As for the bright moments, there are plenty -- all nine preceding tracks. The beautiful horn intro and fills on "I Don't Wanna Waste Your Time," the set's opener, weaves together a provincial kind of Southern soul, early jazz, and an inelegant pop balladry almost worthy of Newman. Vocalist/lyricist Karin Bergquist has worked hard over the years to become a genuine song stylist instead of merely a frontperson. While she still borrows too much from Billie Holiday and other singers from the golden jazz era, she's close enough and talented enough to take your breath away at times -- this is one of them. The mutant Brechtian cabaret in "Trouble" has a genuine swing that combines a rather academic cha-cha with Italian Neapolitan night music, then it packs the entire mess into a sexy-sounding mix combined with "good girl gone bad" vocal campiness (Blossom Dearie meets Mae West perhaps?). Detweiler's piano playing has improved greatly over the years; it makes the whole tune shine without seams even in the knottier parts. Bergquist's performance is full of genuine sultry humor, if not eros. The easy bluesy stroll in "I'm on a Roll" pits Tony Paoletta's slide guitar as Bergquist's musical ally here; she's the voice, he's the body. Jones' upright bass, the skeletally played double kit drums and hand percussion, and Detweiler's anchoring acoustic guitar keep the whole thing just above the belt line. On "Nothing Is Innocent," early West Coast cool jazz meets Upper West Side New York cabaret circa 1940 (performed on a chamberlain, pedal steel, violin, brushed snare, nylon-string acoustic, and flute), with Bergquist's devastatingly poignant lyric inside all of it.

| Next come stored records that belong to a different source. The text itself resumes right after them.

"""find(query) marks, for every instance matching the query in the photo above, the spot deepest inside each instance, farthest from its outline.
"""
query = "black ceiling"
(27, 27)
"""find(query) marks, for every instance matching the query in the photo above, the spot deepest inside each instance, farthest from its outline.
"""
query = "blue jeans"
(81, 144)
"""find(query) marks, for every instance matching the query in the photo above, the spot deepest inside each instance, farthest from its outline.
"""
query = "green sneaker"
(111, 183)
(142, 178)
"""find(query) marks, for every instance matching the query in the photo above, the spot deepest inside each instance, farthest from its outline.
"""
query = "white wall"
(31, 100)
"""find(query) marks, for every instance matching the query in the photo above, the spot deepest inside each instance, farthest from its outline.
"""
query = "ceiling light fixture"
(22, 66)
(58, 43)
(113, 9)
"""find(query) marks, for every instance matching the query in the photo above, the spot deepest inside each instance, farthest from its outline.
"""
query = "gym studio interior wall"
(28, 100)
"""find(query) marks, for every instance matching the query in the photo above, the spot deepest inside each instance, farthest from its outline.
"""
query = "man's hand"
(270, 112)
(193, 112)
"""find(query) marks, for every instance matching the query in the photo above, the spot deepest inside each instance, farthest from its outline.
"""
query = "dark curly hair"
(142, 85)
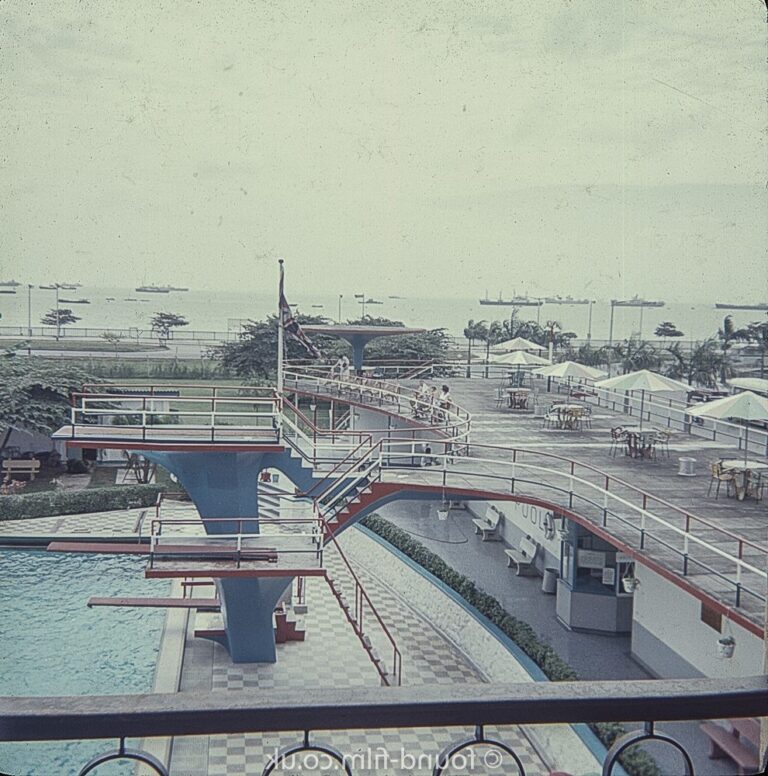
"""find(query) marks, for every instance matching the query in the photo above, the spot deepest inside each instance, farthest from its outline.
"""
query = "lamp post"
(29, 309)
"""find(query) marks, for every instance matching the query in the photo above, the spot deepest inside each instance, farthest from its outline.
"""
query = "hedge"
(636, 761)
(50, 503)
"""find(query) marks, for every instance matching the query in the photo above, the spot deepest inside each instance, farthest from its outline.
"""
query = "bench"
(739, 741)
(488, 525)
(30, 467)
(522, 557)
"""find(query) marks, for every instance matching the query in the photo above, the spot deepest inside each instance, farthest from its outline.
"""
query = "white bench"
(522, 557)
(488, 525)
(30, 467)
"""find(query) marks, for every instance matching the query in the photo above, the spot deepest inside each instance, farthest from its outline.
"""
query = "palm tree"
(727, 335)
(492, 334)
(758, 333)
(472, 331)
(702, 363)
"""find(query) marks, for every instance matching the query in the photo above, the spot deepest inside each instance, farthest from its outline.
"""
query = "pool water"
(51, 643)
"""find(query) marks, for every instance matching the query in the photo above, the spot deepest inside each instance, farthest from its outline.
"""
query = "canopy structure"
(359, 336)
(520, 358)
(518, 343)
(643, 380)
(570, 369)
(744, 406)
(750, 384)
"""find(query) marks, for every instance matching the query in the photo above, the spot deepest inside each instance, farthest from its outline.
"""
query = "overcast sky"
(600, 147)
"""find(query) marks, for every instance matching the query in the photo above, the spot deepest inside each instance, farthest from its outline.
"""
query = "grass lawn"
(93, 346)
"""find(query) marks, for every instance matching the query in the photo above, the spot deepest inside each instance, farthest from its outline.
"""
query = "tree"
(728, 335)
(35, 393)
(637, 354)
(472, 332)
(668, 329)
(758, 333)
(701, 364)
(58, 317)
(254, 354)
(162, 323)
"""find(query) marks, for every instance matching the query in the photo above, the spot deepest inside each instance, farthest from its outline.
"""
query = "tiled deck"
(428, 658)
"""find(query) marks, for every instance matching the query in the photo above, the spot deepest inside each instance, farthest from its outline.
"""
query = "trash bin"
(549, 581)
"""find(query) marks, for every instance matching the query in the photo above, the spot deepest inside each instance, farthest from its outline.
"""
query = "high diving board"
(166, 603)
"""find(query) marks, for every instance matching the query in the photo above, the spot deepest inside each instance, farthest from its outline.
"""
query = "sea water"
(53, 644)
(222, 311)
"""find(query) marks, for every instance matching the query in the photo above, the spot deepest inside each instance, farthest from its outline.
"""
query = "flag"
(291, 325)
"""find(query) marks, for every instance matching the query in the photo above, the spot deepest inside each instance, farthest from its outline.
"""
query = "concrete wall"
(669, 638)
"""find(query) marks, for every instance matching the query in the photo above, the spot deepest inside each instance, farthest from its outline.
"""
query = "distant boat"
(722, 306)
(635, 301)
(564, 300)
(514, 301)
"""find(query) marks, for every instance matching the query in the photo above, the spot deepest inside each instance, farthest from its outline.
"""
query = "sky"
(593, 148)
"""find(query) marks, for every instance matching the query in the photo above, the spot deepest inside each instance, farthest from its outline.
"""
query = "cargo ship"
(514, 301)
(564, 300)
(154, 289)
(635, 301)
(722, 306)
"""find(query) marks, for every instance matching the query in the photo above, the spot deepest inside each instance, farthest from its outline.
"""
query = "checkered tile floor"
(428, 658)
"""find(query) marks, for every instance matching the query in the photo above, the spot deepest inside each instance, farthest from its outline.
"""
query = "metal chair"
(720, 475)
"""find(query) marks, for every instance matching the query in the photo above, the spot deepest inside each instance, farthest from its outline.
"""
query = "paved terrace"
(520, 429)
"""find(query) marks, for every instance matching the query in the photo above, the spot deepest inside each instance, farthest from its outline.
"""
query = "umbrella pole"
(746, 443)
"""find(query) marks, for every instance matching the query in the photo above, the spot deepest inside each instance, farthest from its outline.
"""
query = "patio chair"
(618, 439)
(719, 476)
(662, 441)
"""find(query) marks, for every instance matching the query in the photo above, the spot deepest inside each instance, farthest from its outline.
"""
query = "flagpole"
(280, 334)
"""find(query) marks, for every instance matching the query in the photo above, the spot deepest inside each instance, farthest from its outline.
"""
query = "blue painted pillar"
(226, 485)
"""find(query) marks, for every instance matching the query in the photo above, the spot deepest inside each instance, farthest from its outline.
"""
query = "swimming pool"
(53, 644)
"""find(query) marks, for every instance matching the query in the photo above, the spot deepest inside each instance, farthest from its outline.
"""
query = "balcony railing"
(307, 710)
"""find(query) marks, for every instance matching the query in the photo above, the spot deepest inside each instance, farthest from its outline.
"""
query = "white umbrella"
(518, 343)
(750, 384)
(744, 406)
(570, 369)
(643, 380)
(520, 358)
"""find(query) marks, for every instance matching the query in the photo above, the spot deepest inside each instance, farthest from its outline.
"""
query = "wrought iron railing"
(331, 709)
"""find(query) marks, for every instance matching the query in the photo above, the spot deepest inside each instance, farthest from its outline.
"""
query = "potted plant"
(726, 644)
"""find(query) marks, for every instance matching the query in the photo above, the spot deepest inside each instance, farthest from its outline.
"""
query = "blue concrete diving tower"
(225, 485)
(359, 336)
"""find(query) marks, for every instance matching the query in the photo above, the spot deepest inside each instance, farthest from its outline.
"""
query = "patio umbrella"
(520, 358)
(570, 369)
(744, 406)
(643, 380)
(518, 343)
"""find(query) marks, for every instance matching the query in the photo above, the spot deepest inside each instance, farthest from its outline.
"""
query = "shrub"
(636, 761)
(77, 502)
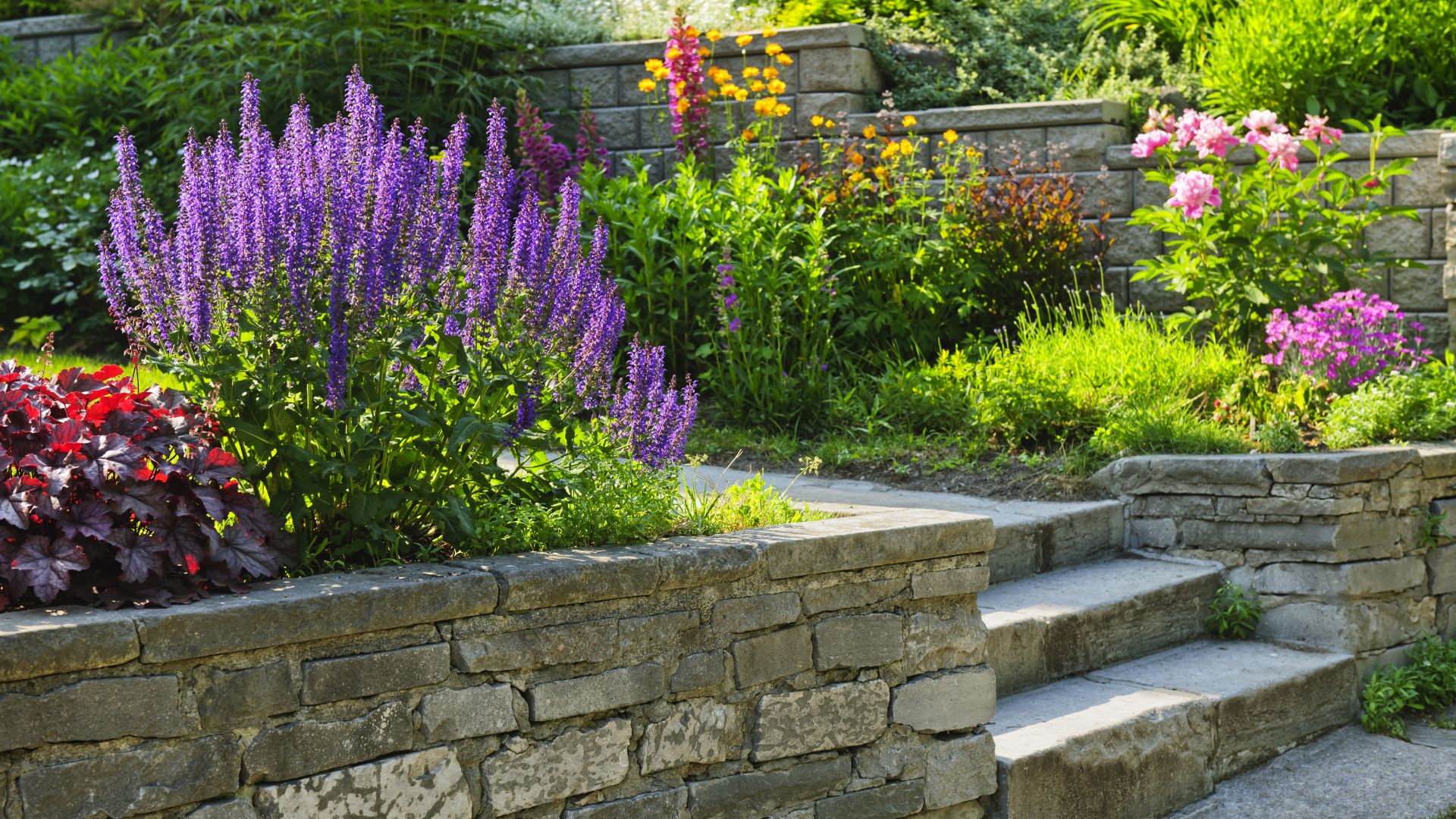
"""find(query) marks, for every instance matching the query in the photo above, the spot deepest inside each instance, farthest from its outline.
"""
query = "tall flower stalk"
(373, 360)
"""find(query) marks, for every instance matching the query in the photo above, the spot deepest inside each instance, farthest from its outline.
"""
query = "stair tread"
(1087, 586)
(1206, 670)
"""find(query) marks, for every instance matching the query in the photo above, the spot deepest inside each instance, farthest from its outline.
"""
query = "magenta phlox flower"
(1193, 191)
(1348, 338)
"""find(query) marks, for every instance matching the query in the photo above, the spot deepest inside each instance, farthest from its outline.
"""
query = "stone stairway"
(1112, 703)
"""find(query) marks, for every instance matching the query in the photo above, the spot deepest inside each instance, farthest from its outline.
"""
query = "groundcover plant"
(392, 387)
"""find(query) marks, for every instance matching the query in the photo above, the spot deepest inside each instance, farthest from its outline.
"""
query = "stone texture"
(577, 761)
(64, 639)
(1362, 579)
(587, 642)
(821, 719)
(460, 713)
(427, 784)
(951, 582)
(851, 595)
(944, 640)
(259, 691)
(133, 781)
(959, 770)
(308, 746)
(707, 670)
(696, 732)
(856, 642)
(95, 710)
(658, 805)
(315, 608)
(761, 793)
(753, 614)
(884, 802)
(366, 675)
(772, 656)
(954, 701)
(607, 691)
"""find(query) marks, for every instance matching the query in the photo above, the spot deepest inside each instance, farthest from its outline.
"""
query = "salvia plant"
(384, 373)
(1347, 340)
(112, 494)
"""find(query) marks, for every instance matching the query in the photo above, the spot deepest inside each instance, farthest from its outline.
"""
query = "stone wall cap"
(800, 38)
(1015, 115)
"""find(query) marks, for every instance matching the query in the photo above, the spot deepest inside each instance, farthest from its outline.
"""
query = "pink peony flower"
(1283, 150)
(1315, 129)
(1147, 145)
(1193, 191)
(1215, 136)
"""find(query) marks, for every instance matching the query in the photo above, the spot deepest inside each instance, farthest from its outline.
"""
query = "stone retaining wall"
(1340, 547)
(817, 670)
(833, 74)
(41, 39)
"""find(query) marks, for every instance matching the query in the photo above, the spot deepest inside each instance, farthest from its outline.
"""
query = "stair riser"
(1031, 651)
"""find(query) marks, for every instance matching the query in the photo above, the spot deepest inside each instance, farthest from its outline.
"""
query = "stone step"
(1084, 618)
(1031, 535)
(1145, 738)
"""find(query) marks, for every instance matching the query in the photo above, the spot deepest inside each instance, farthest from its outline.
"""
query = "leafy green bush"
(1351, 60)
(1234, 613)
(1398, 407)
(1426, 684)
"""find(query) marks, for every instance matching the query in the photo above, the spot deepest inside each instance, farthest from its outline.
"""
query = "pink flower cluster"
(1212, 136)
(1348, 338)
(686, 91)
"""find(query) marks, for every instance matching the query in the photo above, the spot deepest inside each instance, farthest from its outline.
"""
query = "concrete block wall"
(829, 670)
(41, 39)
(1337, 545)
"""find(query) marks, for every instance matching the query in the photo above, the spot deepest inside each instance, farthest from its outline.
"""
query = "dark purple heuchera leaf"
(47, 564)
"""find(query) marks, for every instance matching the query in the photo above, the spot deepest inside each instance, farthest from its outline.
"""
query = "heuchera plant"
(1280, 229)
(1347, 340)
(386, 382)
(111, 494)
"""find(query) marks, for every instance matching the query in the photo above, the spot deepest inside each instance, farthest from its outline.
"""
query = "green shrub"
(1234, 613)
(1398, 407)
(1351, 60)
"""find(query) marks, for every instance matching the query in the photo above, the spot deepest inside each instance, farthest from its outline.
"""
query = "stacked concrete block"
(1346, 550)
(826, 670)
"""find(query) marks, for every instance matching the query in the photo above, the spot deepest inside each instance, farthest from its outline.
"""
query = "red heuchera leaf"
(127, 487)
(47, 564)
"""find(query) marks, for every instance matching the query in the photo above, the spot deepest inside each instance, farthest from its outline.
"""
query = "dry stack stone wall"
(1346, 550)
(823, 670)
(833, 74)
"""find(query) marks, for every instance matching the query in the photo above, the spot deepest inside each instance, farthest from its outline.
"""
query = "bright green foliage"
(1398, 407)
(1234, 613)
(1351, 58)
(1426, 684)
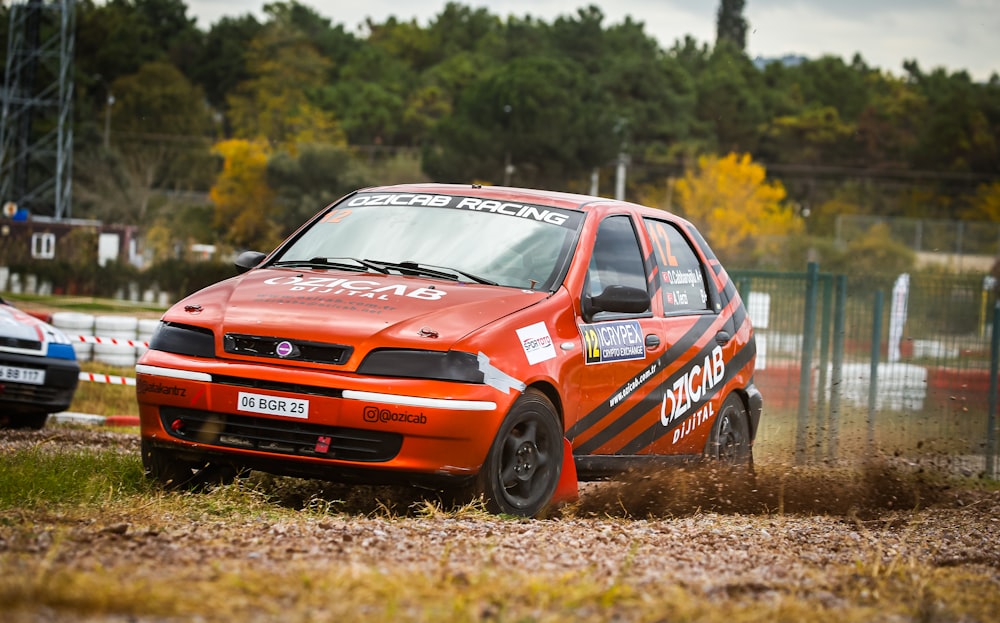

The title track recalls jazz too; its melody is all OTR, but the arrangement digs deeply into Stan Kenton's textural colors -- with Gil Evans' subtlety tempering them. The real surprise is that it all comes out as an old-school gospel hymn written in the 21st century. Bergquist's voice cuts loose, just for a moment, at the end of a couple of verses -- but too late; she reveals what's she's kept under wraps all these years. Nothing quite prepares the listener for "Let's Spend the Day in Bed." It begins innocently enough as a Norah Jones-ish pop ballad, but with instrumentation that includes Rhodes, B-3, electric guitars (one of them played by Matt Slocum), full drums, strings, and the electric Wurlitzer. It's a more complex yet utterly gorgeous song about love in the vernacular of everyday life in the rat race and the need to leave it all outside the bedroom door for a while. These are images used by everyone from Jerome Kern to Mose Allison to Hoagy Carmichael to Doc Pomus, but they are offered in such a sly yet honest way that it makes homespun paradise between two people sound possible -- if only for the day. In the break and the last half it changes up completely and gets downright funky, infectious, irresistible. (If anyone at the label has brains, they'll issue this as a single; it'll get inside programmers' heads and stay there. It will make people stop what they're doing and pay attention.) And it's here in the nine songs that The Trumpet Child reveals the evolution of OTR. Musically sophisticated -- if a little overly reverential to the styles they employ -- it flows, swoops, hovers, and glides inside the listener. It offers enough of the band's own identity for long-term fans to feel comfortable, and enough musical diversity, surprise, and genuine inspiration to attract new ones.